Grès
de Laurence Benaïm

critiqué par Veneziano, le 25 décembre 2011
(Paris - 46 ans)


La note:  étoiles
Robes néo-classiques pour années folles
A partir des années 1930, Madame Grès lance sa maison de couture, après plusieurs d'années d'expérience, notamment pour des costumes de théâtre : inspirée de l'Antiquité et de l'orient, les fourreaux, plissés, vêtements balnéaires, turbans, et même drapés, mots qu'elle voulait pourtant éviter, font son succès et érigent son atelier, rue de la Paix, comme l'un des temples aussi exigeants qu'incontournables de la Haute couture.
Les difficultés financières poussent à la diversification vers le parfum, certaines fragrances devenant fort célèbres, et au rachat par le groupe Tapie.
Comme à l'accoutumée dans cette collection, une partie historique introduit l'opus, qui continue sur une assez longue série de photographies, dessins et modèles, telle une exposition, comme celle qui a suivi sa mort d'un an, alors que, inconnue du grand public, elle n'est révélée que par la journaliste du Monde qui est l'auteur de ce livre.

Cet ouvrage retrace une vie exigeante et monacale consacrée à la beauté, comme les illustrations en attestent.

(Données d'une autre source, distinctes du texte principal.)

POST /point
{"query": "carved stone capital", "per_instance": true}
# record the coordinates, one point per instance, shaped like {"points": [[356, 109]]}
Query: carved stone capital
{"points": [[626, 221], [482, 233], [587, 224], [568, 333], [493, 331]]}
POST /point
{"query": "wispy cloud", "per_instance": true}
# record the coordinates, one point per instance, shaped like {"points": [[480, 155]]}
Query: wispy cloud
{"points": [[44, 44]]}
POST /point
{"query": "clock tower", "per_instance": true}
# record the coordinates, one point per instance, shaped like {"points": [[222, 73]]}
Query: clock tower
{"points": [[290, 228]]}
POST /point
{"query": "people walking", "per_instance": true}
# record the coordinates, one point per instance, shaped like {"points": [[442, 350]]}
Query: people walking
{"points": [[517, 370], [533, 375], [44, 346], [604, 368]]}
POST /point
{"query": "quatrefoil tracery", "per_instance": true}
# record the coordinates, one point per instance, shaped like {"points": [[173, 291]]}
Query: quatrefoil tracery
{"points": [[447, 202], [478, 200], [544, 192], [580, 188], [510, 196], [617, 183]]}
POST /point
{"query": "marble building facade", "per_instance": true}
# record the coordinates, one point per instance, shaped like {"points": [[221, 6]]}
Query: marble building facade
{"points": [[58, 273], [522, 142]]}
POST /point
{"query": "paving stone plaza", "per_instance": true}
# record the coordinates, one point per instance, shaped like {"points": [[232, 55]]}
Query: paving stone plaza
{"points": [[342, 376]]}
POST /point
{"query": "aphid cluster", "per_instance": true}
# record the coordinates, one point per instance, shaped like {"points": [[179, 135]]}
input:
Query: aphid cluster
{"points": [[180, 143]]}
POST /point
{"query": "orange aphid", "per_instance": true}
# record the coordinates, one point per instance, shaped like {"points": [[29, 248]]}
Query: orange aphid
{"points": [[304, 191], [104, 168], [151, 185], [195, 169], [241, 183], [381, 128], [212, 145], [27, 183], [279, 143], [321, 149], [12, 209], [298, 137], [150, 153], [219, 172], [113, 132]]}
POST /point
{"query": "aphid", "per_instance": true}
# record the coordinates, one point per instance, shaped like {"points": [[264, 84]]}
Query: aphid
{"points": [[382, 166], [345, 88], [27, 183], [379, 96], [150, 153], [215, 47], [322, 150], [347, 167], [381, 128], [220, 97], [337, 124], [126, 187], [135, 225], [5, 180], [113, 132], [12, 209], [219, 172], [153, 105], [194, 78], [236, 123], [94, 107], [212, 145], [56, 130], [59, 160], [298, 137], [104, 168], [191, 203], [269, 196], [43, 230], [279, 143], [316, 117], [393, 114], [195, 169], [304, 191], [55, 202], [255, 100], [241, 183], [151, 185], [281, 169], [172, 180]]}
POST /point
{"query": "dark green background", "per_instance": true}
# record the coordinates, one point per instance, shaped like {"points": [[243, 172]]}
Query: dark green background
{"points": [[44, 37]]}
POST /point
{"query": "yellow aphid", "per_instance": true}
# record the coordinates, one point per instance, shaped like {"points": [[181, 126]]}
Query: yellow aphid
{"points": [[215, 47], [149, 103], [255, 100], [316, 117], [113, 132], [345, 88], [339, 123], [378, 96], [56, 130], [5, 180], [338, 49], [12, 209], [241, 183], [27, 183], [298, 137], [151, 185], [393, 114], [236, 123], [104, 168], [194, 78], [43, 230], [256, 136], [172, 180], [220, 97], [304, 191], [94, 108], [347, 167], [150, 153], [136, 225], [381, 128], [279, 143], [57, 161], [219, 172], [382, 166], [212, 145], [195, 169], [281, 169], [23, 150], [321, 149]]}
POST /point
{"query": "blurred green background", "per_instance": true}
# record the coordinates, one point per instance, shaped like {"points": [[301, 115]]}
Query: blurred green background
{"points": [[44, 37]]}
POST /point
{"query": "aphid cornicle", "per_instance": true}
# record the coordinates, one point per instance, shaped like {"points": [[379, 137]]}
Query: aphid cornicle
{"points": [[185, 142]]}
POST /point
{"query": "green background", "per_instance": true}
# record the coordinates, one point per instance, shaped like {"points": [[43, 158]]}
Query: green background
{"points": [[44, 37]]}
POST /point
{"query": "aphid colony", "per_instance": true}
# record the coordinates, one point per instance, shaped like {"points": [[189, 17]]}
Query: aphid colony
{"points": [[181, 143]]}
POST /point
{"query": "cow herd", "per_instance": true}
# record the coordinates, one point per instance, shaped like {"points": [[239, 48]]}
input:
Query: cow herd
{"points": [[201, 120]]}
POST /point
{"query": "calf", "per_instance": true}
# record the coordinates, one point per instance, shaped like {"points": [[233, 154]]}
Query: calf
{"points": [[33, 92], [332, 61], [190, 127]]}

L'objectif de subjuguer est atteint. La lectrice et le lecteur pourront en être convaincus. Ils pourront persévérer avec le catalogue de l'exposition du Musée Galliera, alors en travaux, organisée au Musée consacré au sculpteur Antoine Bourdelle, en 2011 ; cela tombait : elle désirait se lancer dans cet art, ce qu'elle prétendait avoir finalement réussi à faire.